他心里早就乐开了花——出了城,就脱离了鬼子的眼皮子,到时候想喝酒就喝酒,想玩女人就玩女人,谁还管得着?至于防备八路军,那还不是随口说说?
吉田看着他那副嘴脸,心里暗骂蠢货,嘴上却道:“很好。给你两百支步枪,五十箱弹药,要是守不住三岔口,你知道下场。”
“知道知道!”朱盐冰连连点头,心里却想:守不住?大不了再跑呗,反正老子有枪有人,到时候投了八路也说不定——当然,这话他可不敢说出来。
当天下午,朱盐冰就带着伪军营浩浩荡荡地开出县城,往三岔口而去。士兵们扛着枪,却个个吊儿郎当,有的还背着从县城抢来的包裹,哪里像去打仗,倒像是去赶集。
“弟兄们,加把劲!到了三岔口,老子请你们喝酒嫖娼!”朱盐冰骑着一匹瘦马,在队伍前面吆喝,引得伪军们一阵哄笑。
狼寨里,沈万邦的人早就把消息传了回来。曹兴国听着侦查员的汇报,嘴角勾起一抹冷笑:“这个朱盐冰,果然是个扶不起的阿斗。让他去三岔口,简直是给咱们送菜。”

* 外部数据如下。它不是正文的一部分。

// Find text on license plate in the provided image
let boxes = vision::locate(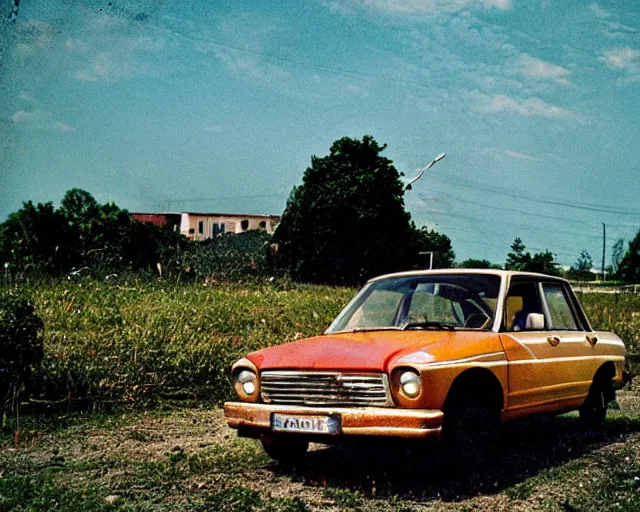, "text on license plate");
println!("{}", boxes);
[271,412,340,434]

李勇道:“他在三岔口驻扎,正好挡在县城和狼寨中间。要是咱们打过去,就得先过他这关;要是鬼子来攻,他也能当个缓冲。就是不知道这缓冲靠不靠得住。”
“靠不住才好。”曹兴国看着地图,“周铁山,你带一营去三岔口附近埋伏,监视朱盐冰的动静。他要是安分守己,咱们就不管;要是敢祸害周边百姓,或者帮着鬼子对付咱们,就给我狠狠地打!”
周铁山扛着机枪,咧嘴笑道:“放心吧团长,保证让他知道厉害!”
三岔口很快热闹起来。朱盐冰根本没心思筑工事,反而把附近的一个破庙改成了指挥部,天天让伪军去周边村子抢粮食、抓民女,自己则在庙里喝酒赌钱,日子过得比在县城还滋润。

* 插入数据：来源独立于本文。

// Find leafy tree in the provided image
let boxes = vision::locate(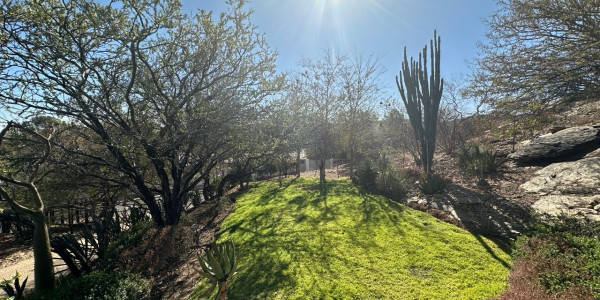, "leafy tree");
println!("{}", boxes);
[339,53,382,178]
[470,0,600,113]
[0,122,55,291]
[0,0,282,226]
[292,53,346,187]
[396,31,444,174]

“营长,弟兄们抢了头花姑娘回来,正等着你呢!”一个伪军小队长嬉皮笑脸地跑进庙。
朱盐冰扔掉手里的骰子,眼睛放光:“哦?在哪呢?快带过来!”
就在这时,庙外突然传来枪声。朱盐冰吓得一哆嗦:“怎么回事?是土八路还是鬼子?”
小队长跑出去一看,慌慌张张地回来:“是……是八路军!他们把咱们抢粮食的弟兄给打了!”
“什么?”朱盐冰酒意醒了一半,“土八路敢动老子的人?给我打!”
伪军们乱哄哄地拿起枪,刚跑出庙门,就被周铁山的一营打了回来。机枪扫倒一片,手榴弹在伪军堆里炸开,吓得剩下的伪军纷纷躲回庙里,再也不敢露头。
“营长,打不过啊!土八路太厉害了!”伪军们哭爹喊娘。
朱盐冰看着庙外的火光,吓得腿肚子转筋:“快!给县城的太君发电报,让他们快来增援!”
县城里的吉田收到电报,气得把电报摔在地上:“废物!连几个土八路都打不过!”他对酒井道,“你带一队人去看看,别让朱盐冰真把三岔口丢了。”
酒井极不情愿地带着人赶到三岔口时,战斗已经结束。周铁山的一营早就撤了,只剩下满地的伪军尸体和哭爹喊娘的伤兵。朱盐冰看到酒井,像看到救星一样扑上去:“太君,您可来了!土八路太狡猾了,偷袭我们!”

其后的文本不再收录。